Social media is emerging as the predominant communication platform. Globally, the number of active users is estimated to be 4.62 billion (58.4% of the total population). As a consequence, the need for automatic processing, understanding and monitoring of communication patterns has significantly increased. Detection of misinformation, polarization and malicious communities is also a crucial step to identify hoaxes and monitor online content. To address these issues, the research community has proposed social media analysis algorithms, which, so far, have been primarily based on graph and network methods.
In this context, online content is becoming increasingly available in mixed modalities (text, images, videos, etc). The convergence of Computer Vision (CV) and Natural Language Processing (NLP) has made it possible to empower textual and image understanding, and, more recently, to link textual and visual information to enable multi-modal understanding and retrieval. However, these recent efforts have been seldom applied to social media analysis, missing the benefit of developing innovative approaches to jointly understand text and other modalities, and provide an effective understanding of communication patterns. Indeed, there is a lack of a unified social media analysis methodology, which provides a seamless integration between network analysis and multimodal processing of visual and textual data.

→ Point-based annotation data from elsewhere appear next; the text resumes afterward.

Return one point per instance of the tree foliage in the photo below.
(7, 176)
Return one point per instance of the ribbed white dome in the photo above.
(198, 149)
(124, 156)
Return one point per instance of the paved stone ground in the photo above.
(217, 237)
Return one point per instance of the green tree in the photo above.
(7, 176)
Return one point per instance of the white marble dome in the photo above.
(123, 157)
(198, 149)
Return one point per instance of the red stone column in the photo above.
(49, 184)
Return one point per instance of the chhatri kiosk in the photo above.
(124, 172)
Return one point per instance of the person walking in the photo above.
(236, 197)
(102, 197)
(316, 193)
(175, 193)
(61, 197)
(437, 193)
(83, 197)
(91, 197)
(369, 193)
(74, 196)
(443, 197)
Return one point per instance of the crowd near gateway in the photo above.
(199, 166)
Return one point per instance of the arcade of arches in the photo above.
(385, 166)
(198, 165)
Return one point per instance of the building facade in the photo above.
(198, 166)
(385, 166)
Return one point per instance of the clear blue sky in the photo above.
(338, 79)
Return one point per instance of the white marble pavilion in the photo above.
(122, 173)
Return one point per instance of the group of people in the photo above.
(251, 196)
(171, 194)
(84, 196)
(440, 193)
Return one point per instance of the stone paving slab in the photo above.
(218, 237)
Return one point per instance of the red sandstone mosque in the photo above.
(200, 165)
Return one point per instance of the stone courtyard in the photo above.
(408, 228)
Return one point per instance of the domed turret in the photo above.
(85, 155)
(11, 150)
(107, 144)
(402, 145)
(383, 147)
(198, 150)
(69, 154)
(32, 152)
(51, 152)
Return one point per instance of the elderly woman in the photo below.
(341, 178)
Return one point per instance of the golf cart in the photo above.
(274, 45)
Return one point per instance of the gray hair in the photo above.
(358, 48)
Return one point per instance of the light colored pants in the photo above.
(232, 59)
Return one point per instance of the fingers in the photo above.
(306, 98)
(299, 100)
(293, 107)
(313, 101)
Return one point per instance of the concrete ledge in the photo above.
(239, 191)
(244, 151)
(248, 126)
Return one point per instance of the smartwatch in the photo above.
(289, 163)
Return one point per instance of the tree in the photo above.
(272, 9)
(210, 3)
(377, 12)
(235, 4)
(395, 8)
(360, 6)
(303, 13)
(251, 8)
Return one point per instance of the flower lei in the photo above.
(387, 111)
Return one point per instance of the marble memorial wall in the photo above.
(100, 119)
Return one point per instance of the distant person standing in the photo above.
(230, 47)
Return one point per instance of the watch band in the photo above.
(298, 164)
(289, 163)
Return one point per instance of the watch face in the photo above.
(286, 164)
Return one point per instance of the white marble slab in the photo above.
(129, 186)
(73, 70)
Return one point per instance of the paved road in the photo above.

The MUSMA project will make a radical change by investigating and developing innovative analysis models that can jointly process and understand textual and visual content simultaneously. MUSMA will enable:
processing, understanding, selection and monitoring of online content, to extract relevant information on a set of specific topics or subjects;
misinformation and manipulated content detection, through the development of AI techniques specifically designed to identify the network-wide phenomena (e.g. emerging communities and viral content) and credibility of online content;
analysis of the main drivers of information consumption, the dynamics of information and misinformation flow and ranking information sources according to their topical influence.
At the core of the project lies a new unifying synergy between Network Science, NLP and CV, using supervised neural networks (going beyond convolutive autoencoders, Transformer-based NNs, Capsules and graph-based networks) and symbolic representations.
This 2-year project brings together the research experiences and expertise of three internationally-recognized research teams: the AILAB of the University of Udine, the Data and Complexity for Society Lab at Roma Sapienza, and AImageLab at UNIMORE, encompassing NLP, vision and network science. The project proposes foundational research with direct practical and industrial exploitation. We foresee an enormous potential benefit for the society and as well as in paving the way to new research directions in several areas of AI.
MUSMA lies at the intersection of three central fields of AI, namely Network Science, Natural Language Processing and Computer Vision. The project aims at providing a unified approach for integrating multimodal understanding in social network analysis tasks, with the final goal of creating novel tools for addressing social media challenges like topic modeling, polarization and misinformation detection. The project brings together algorithms and innovations for empowering network and community analysis with the automatic understanding of data shared on social media, which is increasingly available in mixed visual (images, videos) and textual (sentences, tags) types. We address this challenge by putting forward three overarching goals: 1) the extraction and automatic understanding of relevant content from social media, through multi-modal integration and joint processing of text, images and videos; 2) the usage of such information for detecting polarization patterns in user behavior as well as misinformation and content manipulation; 3) the integration of data extracted from multiple modalities and their analysis over time, to enable monitoring and understanding of the information flow.
Objective 1) will deal with the extraction of relevant information from social media and joint understanding of multiple modalities: the first objective is to design algorithms capable of extracting and fully comprehending multi-modal content shared on social media, by jointly taking into account text, images and videos. We will develop specific algorithms for extracting relevant information from social media data. This includes the detection of concepts, topics and entities from text, the extraction of semantic information and text from images and videos. We aim to go beyond the current state of the art (SOTA), addressing challenges which are specific to the social network context.
Objective 2) will employ and test the developed algorithms in two social network analysis tasks which have a fundamental importance in nowadays life, i.e. to detect the polarization patterns in online communities and the manipulation of content and spread of misinformation. In particular, misinformative content will be recognized thanks to the multi-modal integration outcomes and signals coming from a selection of trusted sources. Advanced quantitative metrics will be applied to explore how individuals consume news and the drivers behind (mis)information spreading. This will allow us to rank information sources according to their topical influence and assess their informative action, with an outstanding social impact.
Finally, Objective 3) deals with the integration of data and features extracted from different modalities, to link information extracted from text and images or videos through shared embedding spaces or by translating one modality into another (e.g. by translating images to tags or sentences). The construction of such multimodal information, and their analysis over time, will allow the monitoring and the understanding of information flows coming from social media, together with the analysis of network-level phenomena such as the emergence of novel communities and echo chambers, the spread of viral content across different platforms. Noticeably, such phenomena have never been studied by analyzing shared content, but rather focusing on network patterns alone.